Tuesday, September 19, 2017

Faithfulness to Fact: McPhee v. Malcolm


Defenders of the boundary between fact and fiction recently received powerful support from one of the greatest writers of our time – John McPhee. In his new book, Draft No. 4, McPhee writes,

It is sometimes said that the line between fiction and nonfiction has become blurred. Not in this eye, among beholders. The difference between the two is distinct.
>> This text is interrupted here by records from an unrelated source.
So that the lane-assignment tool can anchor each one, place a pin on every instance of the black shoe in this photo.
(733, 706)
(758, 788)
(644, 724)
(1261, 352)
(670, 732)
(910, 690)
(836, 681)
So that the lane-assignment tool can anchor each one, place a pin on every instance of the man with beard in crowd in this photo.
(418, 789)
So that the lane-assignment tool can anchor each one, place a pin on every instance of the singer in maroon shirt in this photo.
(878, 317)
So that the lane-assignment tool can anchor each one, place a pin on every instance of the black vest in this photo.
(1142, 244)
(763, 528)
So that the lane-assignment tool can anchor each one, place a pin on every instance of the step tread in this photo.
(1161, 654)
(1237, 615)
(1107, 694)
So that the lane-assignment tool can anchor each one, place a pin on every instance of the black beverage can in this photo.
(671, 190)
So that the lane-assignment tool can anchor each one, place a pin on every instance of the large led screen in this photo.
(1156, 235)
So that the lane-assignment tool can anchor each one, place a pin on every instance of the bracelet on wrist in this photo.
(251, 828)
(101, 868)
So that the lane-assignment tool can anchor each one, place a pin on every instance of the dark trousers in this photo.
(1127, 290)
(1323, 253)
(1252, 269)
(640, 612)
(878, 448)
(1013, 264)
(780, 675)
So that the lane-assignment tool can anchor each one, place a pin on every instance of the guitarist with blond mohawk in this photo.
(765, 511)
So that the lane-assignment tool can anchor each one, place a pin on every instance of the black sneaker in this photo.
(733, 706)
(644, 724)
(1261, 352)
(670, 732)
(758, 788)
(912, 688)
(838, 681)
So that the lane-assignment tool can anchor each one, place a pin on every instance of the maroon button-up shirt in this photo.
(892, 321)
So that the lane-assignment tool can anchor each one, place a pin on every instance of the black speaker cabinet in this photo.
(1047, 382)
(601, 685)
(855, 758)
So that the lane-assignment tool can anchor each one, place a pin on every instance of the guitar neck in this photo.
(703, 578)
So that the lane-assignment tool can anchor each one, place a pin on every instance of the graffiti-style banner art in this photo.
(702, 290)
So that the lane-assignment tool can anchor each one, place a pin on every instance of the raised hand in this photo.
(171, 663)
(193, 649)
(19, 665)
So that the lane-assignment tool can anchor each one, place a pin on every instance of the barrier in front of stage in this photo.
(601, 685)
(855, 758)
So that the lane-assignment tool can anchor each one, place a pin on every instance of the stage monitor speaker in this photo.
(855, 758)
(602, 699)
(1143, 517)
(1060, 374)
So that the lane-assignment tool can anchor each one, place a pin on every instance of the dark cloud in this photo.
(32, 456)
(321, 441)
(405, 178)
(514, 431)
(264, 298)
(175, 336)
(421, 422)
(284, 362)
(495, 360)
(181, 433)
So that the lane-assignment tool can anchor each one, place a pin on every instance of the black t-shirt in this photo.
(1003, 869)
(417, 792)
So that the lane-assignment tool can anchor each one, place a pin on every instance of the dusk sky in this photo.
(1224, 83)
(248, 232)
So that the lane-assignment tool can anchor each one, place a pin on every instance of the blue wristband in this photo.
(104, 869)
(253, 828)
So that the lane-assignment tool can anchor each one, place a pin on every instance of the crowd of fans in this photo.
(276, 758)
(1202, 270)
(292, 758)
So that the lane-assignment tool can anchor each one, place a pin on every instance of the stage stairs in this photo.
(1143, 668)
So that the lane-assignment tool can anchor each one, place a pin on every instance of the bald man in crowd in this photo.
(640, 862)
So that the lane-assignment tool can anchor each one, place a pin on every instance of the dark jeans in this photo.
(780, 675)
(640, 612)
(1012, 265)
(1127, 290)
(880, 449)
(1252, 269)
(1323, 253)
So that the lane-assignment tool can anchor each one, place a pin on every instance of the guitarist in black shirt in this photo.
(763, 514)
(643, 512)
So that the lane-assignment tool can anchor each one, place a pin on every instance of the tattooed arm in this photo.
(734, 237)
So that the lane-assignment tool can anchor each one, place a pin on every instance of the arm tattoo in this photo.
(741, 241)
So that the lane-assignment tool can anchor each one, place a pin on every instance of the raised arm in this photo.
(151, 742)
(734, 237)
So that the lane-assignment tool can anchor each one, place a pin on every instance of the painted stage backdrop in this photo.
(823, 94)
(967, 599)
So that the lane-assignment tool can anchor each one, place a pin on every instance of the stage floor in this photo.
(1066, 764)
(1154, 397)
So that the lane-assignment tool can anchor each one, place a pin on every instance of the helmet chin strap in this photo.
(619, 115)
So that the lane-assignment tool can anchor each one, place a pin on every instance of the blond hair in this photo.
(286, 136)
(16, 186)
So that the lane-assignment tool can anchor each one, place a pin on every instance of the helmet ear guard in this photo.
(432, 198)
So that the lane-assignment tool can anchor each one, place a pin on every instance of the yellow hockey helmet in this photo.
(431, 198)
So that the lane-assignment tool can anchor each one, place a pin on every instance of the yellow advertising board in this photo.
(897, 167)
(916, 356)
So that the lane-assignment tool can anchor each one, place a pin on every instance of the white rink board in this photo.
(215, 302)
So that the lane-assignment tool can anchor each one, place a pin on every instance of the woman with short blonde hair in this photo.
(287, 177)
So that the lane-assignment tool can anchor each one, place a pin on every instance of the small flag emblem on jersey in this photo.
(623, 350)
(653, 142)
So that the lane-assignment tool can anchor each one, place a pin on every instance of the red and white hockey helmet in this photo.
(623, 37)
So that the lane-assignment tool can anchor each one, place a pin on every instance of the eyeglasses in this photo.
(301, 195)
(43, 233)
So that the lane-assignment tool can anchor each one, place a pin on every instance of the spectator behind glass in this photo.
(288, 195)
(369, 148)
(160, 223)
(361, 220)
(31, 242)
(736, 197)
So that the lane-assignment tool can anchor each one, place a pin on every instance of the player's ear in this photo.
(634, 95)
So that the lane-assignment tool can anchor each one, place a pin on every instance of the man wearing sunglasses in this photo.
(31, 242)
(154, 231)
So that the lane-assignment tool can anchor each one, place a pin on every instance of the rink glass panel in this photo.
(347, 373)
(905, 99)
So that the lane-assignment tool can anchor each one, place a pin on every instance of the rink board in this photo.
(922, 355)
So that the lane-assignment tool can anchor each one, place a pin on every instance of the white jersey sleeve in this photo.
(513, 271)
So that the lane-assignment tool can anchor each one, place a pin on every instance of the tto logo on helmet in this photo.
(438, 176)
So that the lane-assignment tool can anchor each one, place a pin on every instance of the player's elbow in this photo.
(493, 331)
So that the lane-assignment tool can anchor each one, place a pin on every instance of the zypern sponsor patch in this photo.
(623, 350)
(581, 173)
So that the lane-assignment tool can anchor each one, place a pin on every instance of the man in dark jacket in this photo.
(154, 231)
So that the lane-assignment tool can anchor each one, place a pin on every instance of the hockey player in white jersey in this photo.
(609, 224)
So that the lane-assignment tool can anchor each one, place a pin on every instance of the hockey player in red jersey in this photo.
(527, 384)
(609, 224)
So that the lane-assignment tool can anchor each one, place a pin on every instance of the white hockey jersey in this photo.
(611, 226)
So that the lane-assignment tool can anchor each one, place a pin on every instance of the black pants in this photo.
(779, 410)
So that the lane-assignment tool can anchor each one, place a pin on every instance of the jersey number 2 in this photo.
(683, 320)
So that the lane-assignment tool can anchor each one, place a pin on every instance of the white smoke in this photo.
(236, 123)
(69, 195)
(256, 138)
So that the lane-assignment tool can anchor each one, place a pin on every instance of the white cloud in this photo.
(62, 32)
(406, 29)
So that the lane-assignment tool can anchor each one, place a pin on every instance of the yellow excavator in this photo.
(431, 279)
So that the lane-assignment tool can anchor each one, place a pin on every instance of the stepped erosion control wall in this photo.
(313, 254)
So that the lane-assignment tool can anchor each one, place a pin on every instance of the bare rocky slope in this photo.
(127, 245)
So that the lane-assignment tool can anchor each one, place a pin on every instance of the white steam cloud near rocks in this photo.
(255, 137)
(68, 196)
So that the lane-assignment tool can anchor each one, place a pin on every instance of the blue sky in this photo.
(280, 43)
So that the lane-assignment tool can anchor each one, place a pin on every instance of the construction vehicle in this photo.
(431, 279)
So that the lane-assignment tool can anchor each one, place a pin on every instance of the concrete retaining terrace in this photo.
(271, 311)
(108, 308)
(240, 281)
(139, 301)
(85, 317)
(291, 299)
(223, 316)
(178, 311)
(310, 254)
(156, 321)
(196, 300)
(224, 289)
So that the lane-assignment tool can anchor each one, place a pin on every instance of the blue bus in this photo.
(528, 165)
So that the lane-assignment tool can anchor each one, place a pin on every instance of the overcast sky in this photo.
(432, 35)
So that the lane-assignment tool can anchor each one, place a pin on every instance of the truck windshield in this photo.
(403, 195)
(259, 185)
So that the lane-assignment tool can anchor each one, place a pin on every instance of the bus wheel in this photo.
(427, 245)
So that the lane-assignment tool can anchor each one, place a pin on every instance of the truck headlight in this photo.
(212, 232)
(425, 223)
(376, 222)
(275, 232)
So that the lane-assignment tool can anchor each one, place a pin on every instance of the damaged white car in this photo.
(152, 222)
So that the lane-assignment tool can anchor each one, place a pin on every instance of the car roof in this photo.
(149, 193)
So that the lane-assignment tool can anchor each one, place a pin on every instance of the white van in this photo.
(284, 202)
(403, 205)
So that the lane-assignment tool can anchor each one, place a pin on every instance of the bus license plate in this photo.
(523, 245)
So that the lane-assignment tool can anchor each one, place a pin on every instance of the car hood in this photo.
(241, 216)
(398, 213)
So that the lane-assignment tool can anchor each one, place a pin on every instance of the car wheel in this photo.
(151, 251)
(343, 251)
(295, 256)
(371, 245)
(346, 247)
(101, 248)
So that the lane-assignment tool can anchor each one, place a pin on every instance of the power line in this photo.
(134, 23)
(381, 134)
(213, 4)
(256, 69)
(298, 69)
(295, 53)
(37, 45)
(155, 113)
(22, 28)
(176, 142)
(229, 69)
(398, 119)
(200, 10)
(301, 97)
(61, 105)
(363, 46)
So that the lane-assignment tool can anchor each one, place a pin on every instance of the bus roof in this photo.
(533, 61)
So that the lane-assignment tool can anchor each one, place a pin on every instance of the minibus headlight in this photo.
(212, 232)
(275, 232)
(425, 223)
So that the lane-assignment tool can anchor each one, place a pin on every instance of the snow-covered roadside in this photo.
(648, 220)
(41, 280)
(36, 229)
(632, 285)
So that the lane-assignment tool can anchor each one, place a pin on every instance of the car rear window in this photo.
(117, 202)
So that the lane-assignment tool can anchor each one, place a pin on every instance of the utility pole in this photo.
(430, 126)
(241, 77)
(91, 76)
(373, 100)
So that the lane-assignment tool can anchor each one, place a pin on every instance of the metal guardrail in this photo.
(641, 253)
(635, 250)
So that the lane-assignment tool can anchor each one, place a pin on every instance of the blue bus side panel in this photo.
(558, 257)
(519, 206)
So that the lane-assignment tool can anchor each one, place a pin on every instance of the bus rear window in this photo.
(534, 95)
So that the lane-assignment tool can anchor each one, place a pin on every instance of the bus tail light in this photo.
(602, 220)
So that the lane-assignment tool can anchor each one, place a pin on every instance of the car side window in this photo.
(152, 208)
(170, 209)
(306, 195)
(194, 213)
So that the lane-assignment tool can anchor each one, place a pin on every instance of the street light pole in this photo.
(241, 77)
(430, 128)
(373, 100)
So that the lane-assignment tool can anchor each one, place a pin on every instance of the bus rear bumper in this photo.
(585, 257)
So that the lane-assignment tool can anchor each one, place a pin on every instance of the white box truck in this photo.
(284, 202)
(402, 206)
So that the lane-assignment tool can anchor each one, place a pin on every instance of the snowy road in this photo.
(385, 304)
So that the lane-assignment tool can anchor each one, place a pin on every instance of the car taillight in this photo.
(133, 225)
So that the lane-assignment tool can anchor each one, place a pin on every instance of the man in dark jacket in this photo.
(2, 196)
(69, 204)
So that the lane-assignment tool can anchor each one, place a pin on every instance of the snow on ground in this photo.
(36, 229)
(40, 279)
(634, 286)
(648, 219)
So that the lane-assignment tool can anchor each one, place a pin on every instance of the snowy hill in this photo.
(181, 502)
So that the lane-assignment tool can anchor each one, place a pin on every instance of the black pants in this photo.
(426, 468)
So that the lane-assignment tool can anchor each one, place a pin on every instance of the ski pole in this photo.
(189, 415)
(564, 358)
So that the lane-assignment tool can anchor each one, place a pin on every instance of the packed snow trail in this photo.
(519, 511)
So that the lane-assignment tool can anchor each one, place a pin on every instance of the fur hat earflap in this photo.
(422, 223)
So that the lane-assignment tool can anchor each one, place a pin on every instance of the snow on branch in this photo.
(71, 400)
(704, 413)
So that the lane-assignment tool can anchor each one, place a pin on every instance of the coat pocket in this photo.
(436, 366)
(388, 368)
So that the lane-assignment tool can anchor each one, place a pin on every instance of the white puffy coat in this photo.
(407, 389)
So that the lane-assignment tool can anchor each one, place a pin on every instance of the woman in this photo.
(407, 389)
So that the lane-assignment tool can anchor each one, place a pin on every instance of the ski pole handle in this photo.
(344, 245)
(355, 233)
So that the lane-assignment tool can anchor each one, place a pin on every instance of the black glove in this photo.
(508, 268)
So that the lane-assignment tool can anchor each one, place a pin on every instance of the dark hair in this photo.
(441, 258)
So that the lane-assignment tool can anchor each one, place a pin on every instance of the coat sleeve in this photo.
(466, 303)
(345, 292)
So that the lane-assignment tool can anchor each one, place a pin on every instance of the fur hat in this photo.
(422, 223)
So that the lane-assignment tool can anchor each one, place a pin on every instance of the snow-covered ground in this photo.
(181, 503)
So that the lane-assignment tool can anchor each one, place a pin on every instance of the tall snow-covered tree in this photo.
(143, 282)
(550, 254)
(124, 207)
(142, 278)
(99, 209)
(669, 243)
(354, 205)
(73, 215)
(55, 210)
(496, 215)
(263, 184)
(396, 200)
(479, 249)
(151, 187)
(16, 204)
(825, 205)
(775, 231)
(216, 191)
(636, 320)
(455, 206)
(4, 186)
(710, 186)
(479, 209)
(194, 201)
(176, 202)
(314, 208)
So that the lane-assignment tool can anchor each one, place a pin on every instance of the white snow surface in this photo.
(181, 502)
McPhee’s view clashes with Janet Malcolm’s. In her “The Master Writer of the City” (The New York Review of Books, April 23, 2015), a review of Thomas Kunkel’s Man in Profile: Joseph Mitchell of The New Yorker, she excuses Mitchell’s fabrications on the basis of his exceptional gifts as an imaginative writer. She says,

Mitchell’s travels across the line that separates fiction and nonfiction are his singular feat. His impatience with the annoying, boring bits of actuality, his slashings through the underbrush of unreadable facticity, give his pieces their electric force, are why they’re so much more exciting to read than the work of other nonfiction writers of ambition.

McPhee, in his Draft No. 4, shows how that “electric force” can be achieved without messing with the facts. See, for example, his account of how he composed his exquisitely structured “The Encircled River” (“You’re a nonfiction writer. You can’t move that bear around like a king’s pawn or a queen’s bishop. But you can, to an important and effective extent, arrange a structure that is completely faithful to fact”).